I was talking the other day about "malternatives" -- that's what the booze biz calls those pseudo-cocktails in six-packs: Smirnoff Ice, Skyy Blue, Bacardi Silver, Captain Morgan's Crappy-Ass Rum & Coke Drink are all malternatives. Actually, I made up the name of the last one because I can't remember what it was called, but it doesn't matter because it was so sucktacular, they pulled it. Anyway, these beverages carry middle-shelf monikers, but they are all missing one thing: the booze.

But I digress. All the time. Malternatives might look, sound, feel, taste or pretend to be the real thing, but they are not. They are sheep in wolve's clothing.

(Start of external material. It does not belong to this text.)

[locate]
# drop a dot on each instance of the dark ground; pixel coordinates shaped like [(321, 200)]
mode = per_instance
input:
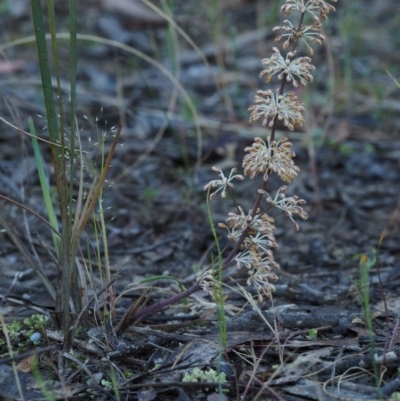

28 Days Later is a malternative zombie movie. Sometimes it looks like one. Sometimes it sounds like one. But it's not. Ironically, the worse thing going for 28 Days Later is the advertising. The trailer jumps out at you, saying that the movie has been called "scary as hell" and that director Danny Boyle has "reinvented zombie-horror". Well, not really. It's not scary as hell, but it does have some good scares. About 4 of them. And the only way Danny Boyle has reinvented zombie horror is that this movie will most likely play to the art-house crowd; it's more like a French New Wave zombie movie. Or a non-zombie zombie movie. But "reinvented"? Nah. (Besides, nothing can top The Incredibly Strange Creatures Who Stopped Living And Became Mixed-Up Zombies, the world's first monster musical.)

The movie starts with some people liberating some monkeys in a lab. 28 days later, Jim (Cillian Murphy) wakes up to find himself in The Omega Man, er, I mean in a desolated land with no sign of life, also known as England. Soon Jim finds some people. But they're zombies, so he runs. And so do they. Quickly. Then Jim finds some more people. And then a couple others. And they go off on a shopping spree because, well, they also saw the movie Night of the Comet. And on and on.

There's more, but you get the idea. There are parts that work in the movie, and parts that don't. There is definitely that element of coolness that Danny Boyle has had in all of his movies, from Shallow Grave to Trainspotting to A Life Less Ordinary and even the dopey The Beach. Where 28 Days Later ultimately falters is the promises it makes in its advertising. If I hadn't known anything about zombies, or the zombie-survival-horror genre or whatever they called it, or how the film was "scary as hell" (which has been a favorite quote pulled by the studios since The Blair Witch Project), then I would have seen an offbeat movie that suddenly had some really fast zombies in it, and that would have been cool. But no, instead, I have a mediocre zombie movie with some offbeat parts-- and really fast zombies.

28 Days Later is the malternative of zombie movies. Look, if you want a rum and coke, drink a rum and coke. If you want a zombie movie, check out Romero's trilogy or even Return of the Living Dead.

THE BOTTOM LINE:
3 out of 5 ? I'm giving an extra star because the movie looks really good. And it has fast zombies. Fast zombies=good. Zima=bad.